Further Reading: Security Awareness Training
Curated, annotated resources to deepen this chapter. Each entry notes which learning path it serves most (🛡️ SOC, 🏗️ Engineer, 📋 GRC, 📜 Cert) and its citation tier. Start with the suggested order below; you do not need to read everything before Chapter 31.
Suggested order
- Read the NIST SP 800-50 (and its successor guidance) to anchor what a formal awareness program officially contains and how it is governed.
- Skim the human-element findings in the Verizon DBIR to ground "why phishing still works" in data.
- Read one accessible behavioral-science source (Fogg or Thaler & Sunstein) to understand why nudges and just-in-time training change behavior where lectures do not.
- Browse a vendor or community security-awareness benchmark report for realistic click/report-rate ranges — treating the figures as Tier 2 (directional, not precise).
Standards & primary documents (Tier 1)
- NIST, SP 800-50: Building an Information Technology Security Awareness and Training Program. 📋📜 The foundational U.S. government guidance on designing, governing, and measuring an awareness program — the policy-altitude backbone for everything in this chapter. (Note: NIST has been modernizing this guidance; read the current revision alongside the original.)
- NIST, SP 800-53 (Awareness and Training, the AT control family). 📋📜 The specific control requirements (AT-1 through AT-6) an auditor maps your program against; pairs with the Chapter 28 compliance work.
- NIST, Cybersecurity Framework (CSF) 2.0 — the Protect (PR) Function, awareness & training. 📋 Where the human layer sits in the larger program structure you have been building.
- Verizon, Data Breach Investigations Report (DBIR) (annual). 🛡️📋 The most-cited evidence that a large share of breaches involve a human element — phishing, pretexting (BEC), error, and misuse. Read the "human element" and "social engineering" sections to see why this chapter exists.
- CISA, Phishing guidance and the "Avoiding Social Engineering and Phishing Attacks" resources. 🛡️📋 Practical, free, government-published guidance suitable for sharing directly with a workforce.
- FBI / IC3, Business Email Compromise public-service announcements and annual loss figures. 📋 The authoritative source on BEC — the threat behind both this chapter's case studies; the reported losses are staggering and make the finance-tier investment case for you. (Cite specific figures from the current report; treat older numbers as dated.)
Books (Tier 1 / Tier 2)
- Fogg, B. J., Tiny Habits (and the Fogg Behavior Model, B = MAP). 🏗️📋 The behavioral-science basis for "behavior over knowledge": behavior = Motivation × Ability × Prompt. The single most useful mental model for designing interventions that actually change what people do. (Tier 2 for the security application; Tier 1 for the model itself.)
- Thaler, R., & Sunstein, C., Nudge. 📋 The origin of the nudge concept this chapter applies — how small changes to the choice environment steer behavior without mandates.

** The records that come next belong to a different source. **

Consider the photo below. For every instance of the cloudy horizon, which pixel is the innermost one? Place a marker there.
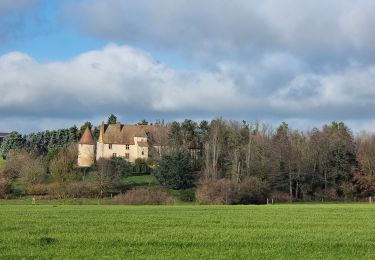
(306, 63)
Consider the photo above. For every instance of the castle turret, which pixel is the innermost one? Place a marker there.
(86, 149)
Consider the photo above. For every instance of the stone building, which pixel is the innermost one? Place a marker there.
(86, 149)
(116, 140)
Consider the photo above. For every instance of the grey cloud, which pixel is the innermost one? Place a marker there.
(128, 81)
(213, 29)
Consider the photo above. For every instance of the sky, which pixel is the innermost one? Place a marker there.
(304, 62)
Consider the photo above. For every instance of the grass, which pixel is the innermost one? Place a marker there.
(2, 163)
(332, 231)
(140, 180)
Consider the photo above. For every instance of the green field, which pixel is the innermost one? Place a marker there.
(2, 163)
(344, 231)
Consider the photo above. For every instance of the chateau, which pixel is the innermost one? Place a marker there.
(116, 140)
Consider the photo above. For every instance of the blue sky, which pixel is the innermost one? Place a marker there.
(305, 62)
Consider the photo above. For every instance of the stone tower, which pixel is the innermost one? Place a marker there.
(86, 149)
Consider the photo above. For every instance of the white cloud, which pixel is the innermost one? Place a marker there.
(211, 29)
(129, 82)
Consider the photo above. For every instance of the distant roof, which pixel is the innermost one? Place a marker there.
(87, 137)
(124, 134)
(3, 134)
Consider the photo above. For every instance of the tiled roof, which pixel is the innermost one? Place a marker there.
(124, 134)
(87, 137)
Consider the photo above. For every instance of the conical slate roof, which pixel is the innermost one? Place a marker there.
(87, 137)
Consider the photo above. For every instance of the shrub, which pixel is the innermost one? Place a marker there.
(121, 167)
(62, 165)
(175, 171)
(142, 196)
(81, 190)
(225, 191)
(37, 189)
(141, 167)
(215, 192)
(187, 195)
(5, 184)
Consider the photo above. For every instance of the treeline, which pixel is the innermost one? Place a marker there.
(247, 163)
(220, 162)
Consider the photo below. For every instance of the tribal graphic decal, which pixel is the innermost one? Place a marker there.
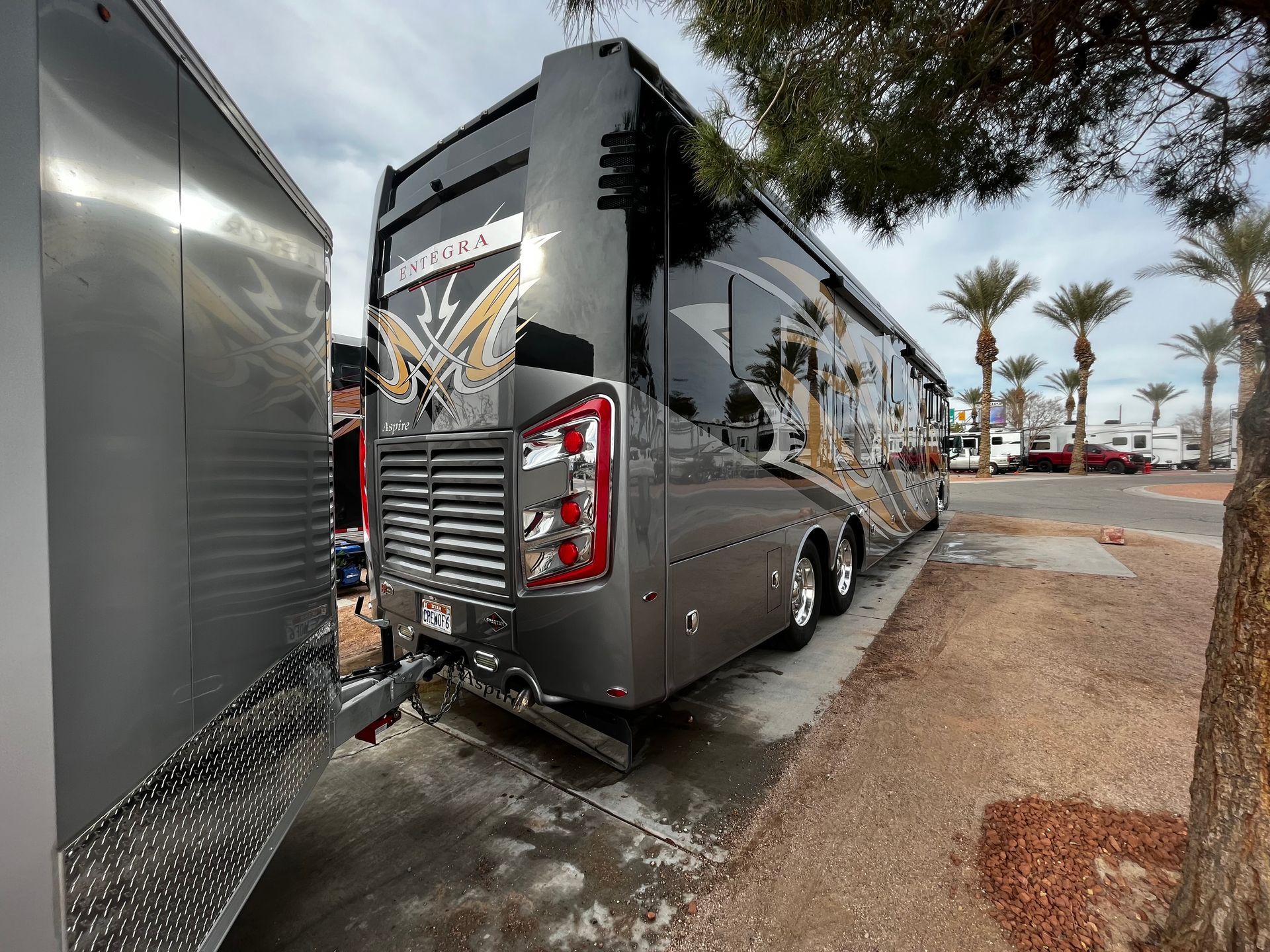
(865, 455)
(451, 353)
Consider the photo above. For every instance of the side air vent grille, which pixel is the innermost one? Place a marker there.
(618, 160)
(444, 504)
(628, 187)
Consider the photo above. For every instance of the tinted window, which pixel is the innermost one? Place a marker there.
(755, 333)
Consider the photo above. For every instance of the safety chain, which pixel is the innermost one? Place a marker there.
(454, 686)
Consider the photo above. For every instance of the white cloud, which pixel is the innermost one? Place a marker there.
(342, 91)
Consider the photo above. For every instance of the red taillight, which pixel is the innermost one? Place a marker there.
(567, 539)
(361, 455)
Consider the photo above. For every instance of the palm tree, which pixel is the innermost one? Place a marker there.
(1080, 309)
(981, 299)
(1017, 371)
(1210, 342)
(1066, 382)
(1234, 255)
(1158, 395)
(970, 397)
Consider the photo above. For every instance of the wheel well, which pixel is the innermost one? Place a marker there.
(855, 526)
(821, 541)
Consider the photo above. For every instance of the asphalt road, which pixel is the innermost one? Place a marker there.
(1096, 499)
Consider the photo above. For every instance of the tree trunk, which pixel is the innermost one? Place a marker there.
(1223, 902)
(1083, 354)
(986, 423)
(1245, 317)
(1206, 430)
(986, 356)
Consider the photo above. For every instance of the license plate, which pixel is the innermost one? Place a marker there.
(435, 615)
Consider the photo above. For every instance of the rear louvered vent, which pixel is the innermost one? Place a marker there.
(444, 506)
(628, 179)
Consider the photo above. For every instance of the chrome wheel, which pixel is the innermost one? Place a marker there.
(803, 592)
(843, 567)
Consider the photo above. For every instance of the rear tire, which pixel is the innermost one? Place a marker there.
(841, 588)
(806, 594)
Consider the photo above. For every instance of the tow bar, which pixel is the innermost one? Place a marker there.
(371, 696)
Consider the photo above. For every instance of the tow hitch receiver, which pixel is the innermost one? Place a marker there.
(370, 730)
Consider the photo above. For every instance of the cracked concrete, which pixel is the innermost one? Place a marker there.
(486, 833)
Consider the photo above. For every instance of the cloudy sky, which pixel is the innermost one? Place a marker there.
(339, 91)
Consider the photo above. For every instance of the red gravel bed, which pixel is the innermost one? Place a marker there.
(1053, 873)
(1217, 492)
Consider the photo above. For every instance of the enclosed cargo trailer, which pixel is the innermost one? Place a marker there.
(164, 367)
(618, 432)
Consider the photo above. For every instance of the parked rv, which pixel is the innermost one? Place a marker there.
(1220, 456)
(1006, 452)
(165, 370)
(619, 432)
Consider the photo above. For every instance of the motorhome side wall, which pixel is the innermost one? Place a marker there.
(165, 366)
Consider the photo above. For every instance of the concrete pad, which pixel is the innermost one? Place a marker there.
(1056, 554)
(487, 833)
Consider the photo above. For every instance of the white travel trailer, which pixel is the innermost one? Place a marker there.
(1007, 452)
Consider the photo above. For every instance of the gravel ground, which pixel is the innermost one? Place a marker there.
(359, 641)
(986, 684)
(1195, 491)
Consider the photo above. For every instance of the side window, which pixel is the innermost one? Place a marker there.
(755, 328)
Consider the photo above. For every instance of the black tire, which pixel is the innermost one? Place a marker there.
(796, 635)
(836, 602)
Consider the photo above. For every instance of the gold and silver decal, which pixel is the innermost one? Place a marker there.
(447, 348)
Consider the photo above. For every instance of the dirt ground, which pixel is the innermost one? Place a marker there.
(359, 641)
(1195, 491)
(986, 684)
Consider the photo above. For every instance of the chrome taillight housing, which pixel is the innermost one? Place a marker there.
(566, 539)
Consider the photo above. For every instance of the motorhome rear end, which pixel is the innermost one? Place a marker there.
(619, 433)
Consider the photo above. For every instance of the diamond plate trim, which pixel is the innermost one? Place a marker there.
(158, 870)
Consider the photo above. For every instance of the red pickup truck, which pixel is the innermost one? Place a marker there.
(1096, 457)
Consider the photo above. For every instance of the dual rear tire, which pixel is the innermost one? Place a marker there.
(812, 593)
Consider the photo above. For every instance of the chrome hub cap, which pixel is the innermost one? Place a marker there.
(803, 592)
(843, 567)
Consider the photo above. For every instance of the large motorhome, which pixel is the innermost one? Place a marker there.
(619, 432)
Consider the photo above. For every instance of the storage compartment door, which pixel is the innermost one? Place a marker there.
(719, 606)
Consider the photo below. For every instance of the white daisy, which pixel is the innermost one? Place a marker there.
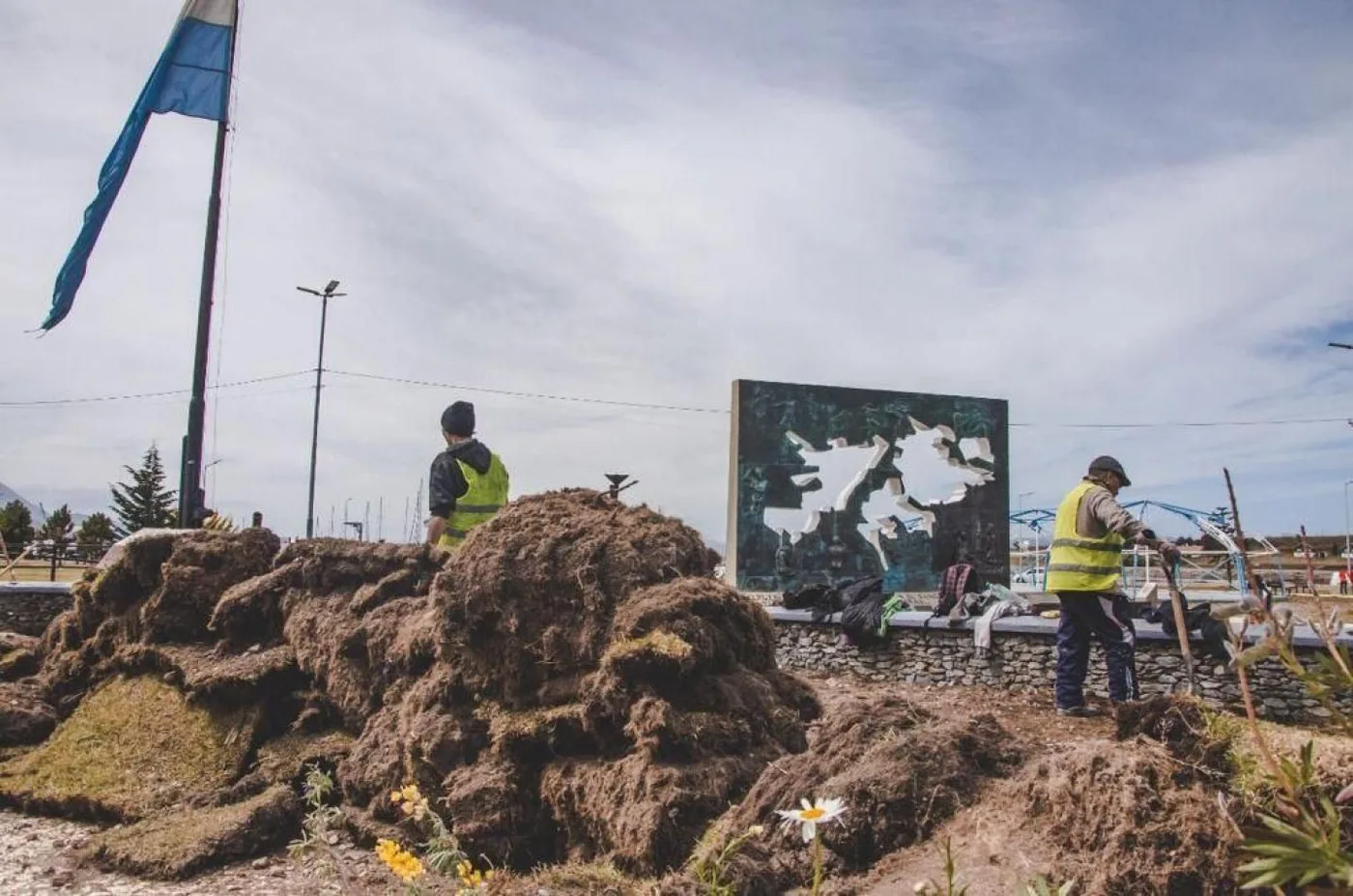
(812, 815)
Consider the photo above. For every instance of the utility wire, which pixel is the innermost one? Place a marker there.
(694, 409)
(724, 410)
(162, 394)
(518, 394)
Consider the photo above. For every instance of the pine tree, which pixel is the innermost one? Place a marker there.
(15, 526)
(95, 535)
(144, 503)
(57, 528)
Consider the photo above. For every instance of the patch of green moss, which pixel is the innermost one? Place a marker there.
(131, 747)
(182, 844)
(284, 760)
(590, 878)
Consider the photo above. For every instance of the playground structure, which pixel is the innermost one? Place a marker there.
(1220, 571)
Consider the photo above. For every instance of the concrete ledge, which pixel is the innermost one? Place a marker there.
(34, 588)
(30, 607)
(1303, 636)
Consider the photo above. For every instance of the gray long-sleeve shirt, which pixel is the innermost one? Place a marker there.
(1100, 513)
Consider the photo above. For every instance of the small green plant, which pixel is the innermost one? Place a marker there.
(1044, 886)
(709, 869)
(950, 886)
(321, 822)
(1299, 839)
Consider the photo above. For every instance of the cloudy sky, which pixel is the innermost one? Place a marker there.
(1111, 213)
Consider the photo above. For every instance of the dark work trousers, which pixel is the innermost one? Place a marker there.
(1106, 619)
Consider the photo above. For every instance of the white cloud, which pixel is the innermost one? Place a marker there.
(1008, 200)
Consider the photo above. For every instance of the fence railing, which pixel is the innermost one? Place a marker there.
(51, 553)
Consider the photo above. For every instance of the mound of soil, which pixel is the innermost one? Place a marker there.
(899, 770)
(531, 597)
(352, 614)
(156, 587)
(132, 747)
(1125, 824)
(571, 683)
(1181, 724)
(183, 844)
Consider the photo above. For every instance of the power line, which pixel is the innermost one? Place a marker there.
(1193, 425)
(540, 395)
(694, 409)
(137, 395)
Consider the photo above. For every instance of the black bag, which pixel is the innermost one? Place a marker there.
(863, 611)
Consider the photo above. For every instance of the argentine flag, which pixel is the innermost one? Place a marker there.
(192, 77)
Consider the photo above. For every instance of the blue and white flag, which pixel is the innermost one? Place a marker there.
(192, 77)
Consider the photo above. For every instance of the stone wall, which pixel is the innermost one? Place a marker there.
(29, 611)
(1027, 662)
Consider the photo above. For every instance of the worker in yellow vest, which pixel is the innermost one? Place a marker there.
(1082, 570)
(469, 483)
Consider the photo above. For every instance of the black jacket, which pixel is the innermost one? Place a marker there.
(446, 482)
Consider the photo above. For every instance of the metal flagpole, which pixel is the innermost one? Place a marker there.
(189, 477)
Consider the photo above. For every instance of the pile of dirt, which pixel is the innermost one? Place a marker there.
(528, 604)
(132, 747)
(570, 685)
(178, 845)
(1184, 726)
(153, 588)
(899, 770)
(1125, 824)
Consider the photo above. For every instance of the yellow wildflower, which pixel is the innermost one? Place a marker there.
(410, 801)
(402, 862)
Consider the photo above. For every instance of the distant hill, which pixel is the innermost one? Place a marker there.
(40, 516)
(9, 494)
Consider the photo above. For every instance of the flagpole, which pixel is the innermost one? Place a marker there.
(191, 499)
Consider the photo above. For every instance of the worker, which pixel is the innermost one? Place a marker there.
(1082, 570)
(469, 483)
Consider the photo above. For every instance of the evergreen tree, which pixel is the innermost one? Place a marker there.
(15, 526)
(57, 528)
(95, 535)
(144, 503)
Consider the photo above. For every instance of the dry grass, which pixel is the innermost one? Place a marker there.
(660, 643)
(40, 571)
(131, 747)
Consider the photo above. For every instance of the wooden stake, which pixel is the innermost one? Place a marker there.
(1252, 577)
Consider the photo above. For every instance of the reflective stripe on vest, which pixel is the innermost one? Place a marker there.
(484, 497)
(1075, 562)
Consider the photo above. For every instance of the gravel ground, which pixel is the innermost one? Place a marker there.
(36, 857)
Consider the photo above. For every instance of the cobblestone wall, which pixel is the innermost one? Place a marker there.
(1022, 662)
(29, 612)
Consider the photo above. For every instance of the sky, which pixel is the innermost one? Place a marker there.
(1111, 214)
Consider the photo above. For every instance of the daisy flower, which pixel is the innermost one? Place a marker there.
(811, 815)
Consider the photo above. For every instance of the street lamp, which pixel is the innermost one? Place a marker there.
(1348, 561)
(328, 293)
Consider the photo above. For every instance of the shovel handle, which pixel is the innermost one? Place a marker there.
(1180, 627)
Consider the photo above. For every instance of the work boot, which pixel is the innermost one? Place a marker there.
(1078, 712)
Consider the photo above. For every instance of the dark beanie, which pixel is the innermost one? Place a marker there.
(459, 419)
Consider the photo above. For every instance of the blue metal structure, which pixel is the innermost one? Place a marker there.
(1215, 524)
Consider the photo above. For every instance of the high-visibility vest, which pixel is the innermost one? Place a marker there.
(486, 496)
(1078, 564)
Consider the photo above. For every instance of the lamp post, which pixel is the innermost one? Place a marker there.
(328, 293)
(1348, 561)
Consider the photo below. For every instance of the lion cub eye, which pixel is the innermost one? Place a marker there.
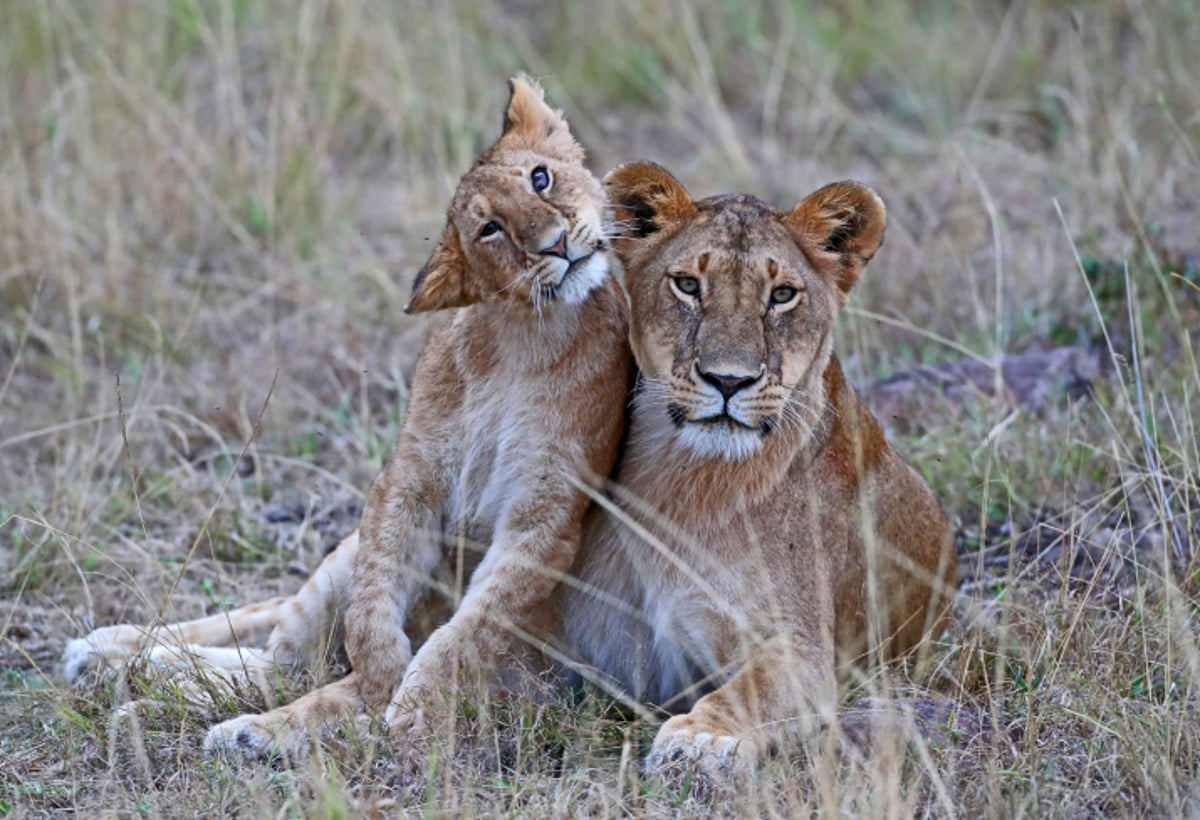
(783, 294)
(687, 286)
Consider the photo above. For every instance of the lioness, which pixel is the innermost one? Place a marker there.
(767, 531)
(517, 406)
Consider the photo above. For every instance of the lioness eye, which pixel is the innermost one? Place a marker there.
(688, 286)
(781, 295)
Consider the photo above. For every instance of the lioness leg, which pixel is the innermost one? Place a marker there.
(784, 692)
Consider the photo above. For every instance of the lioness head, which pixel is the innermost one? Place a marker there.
(525, 222)
(733, 303)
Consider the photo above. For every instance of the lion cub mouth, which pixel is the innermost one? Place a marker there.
(574, 265)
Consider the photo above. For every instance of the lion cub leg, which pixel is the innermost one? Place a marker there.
(784, 692)
(401, 549)
(533, 549)
(201, 644)
(229, 645)
(287, 730)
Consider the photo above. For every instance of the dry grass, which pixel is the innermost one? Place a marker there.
(209, 216)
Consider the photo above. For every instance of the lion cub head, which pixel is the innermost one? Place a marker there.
(526, 221)
(733, 304)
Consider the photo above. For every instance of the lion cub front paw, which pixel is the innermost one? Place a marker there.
(688, 749)
(255, 737)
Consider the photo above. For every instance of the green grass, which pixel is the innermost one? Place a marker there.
(210, 213)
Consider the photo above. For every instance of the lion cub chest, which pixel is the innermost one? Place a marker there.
(513, 435)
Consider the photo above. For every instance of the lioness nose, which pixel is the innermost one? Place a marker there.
(726, 383)
(558, 249)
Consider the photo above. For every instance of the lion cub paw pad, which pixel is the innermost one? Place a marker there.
(720, 758)
(251, 737)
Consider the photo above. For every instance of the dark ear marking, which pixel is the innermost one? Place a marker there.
(639, 216)
(850, 226)
(839, 228)
(646, 197)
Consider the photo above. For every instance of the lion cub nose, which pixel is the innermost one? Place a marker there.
(727, 384)
(558, 249)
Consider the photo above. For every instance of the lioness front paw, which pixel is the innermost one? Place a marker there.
(255, 737)
(687, 749)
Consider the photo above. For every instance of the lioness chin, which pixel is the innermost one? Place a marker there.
(765, 532)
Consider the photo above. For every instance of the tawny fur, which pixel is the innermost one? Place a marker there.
(765, 532)
(517, 406)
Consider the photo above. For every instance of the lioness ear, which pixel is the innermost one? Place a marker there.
(540, 126)
(442, 282)
(646, 198)
(839, 228)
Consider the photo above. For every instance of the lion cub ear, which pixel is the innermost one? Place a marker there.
(442, 282)
(539, 126)
(839, 228)
(646, 198)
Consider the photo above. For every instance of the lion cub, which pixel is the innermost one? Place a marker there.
(515, 405)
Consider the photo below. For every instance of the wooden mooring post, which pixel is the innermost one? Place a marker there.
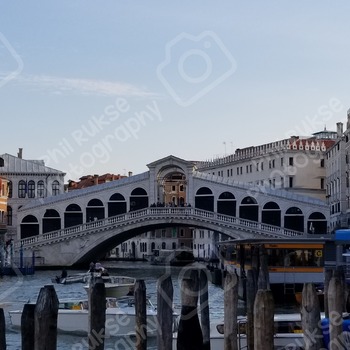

Read it to design better defaults, banners, and report buttons.
- Cialdini, R., Influence: The Psychology of Persuasion. 🛡️📋 The six principles (authority, urgency/scarcity, social proof, liking, reciprocity, commitment) that every social-engineering attack exploits — and therefore every defense must anticipate. Read it as a defender studying the attacker's playbook.
- Hadnagy, C., Social Engineering: The Science of Human Hacking. 🛡️🏗️ A defender-relevant tour of how human manipulation actually works; study it to understand the threat you are training people to resist. (Read for defense; the authorization rule from Chapter 1 governs any practice.)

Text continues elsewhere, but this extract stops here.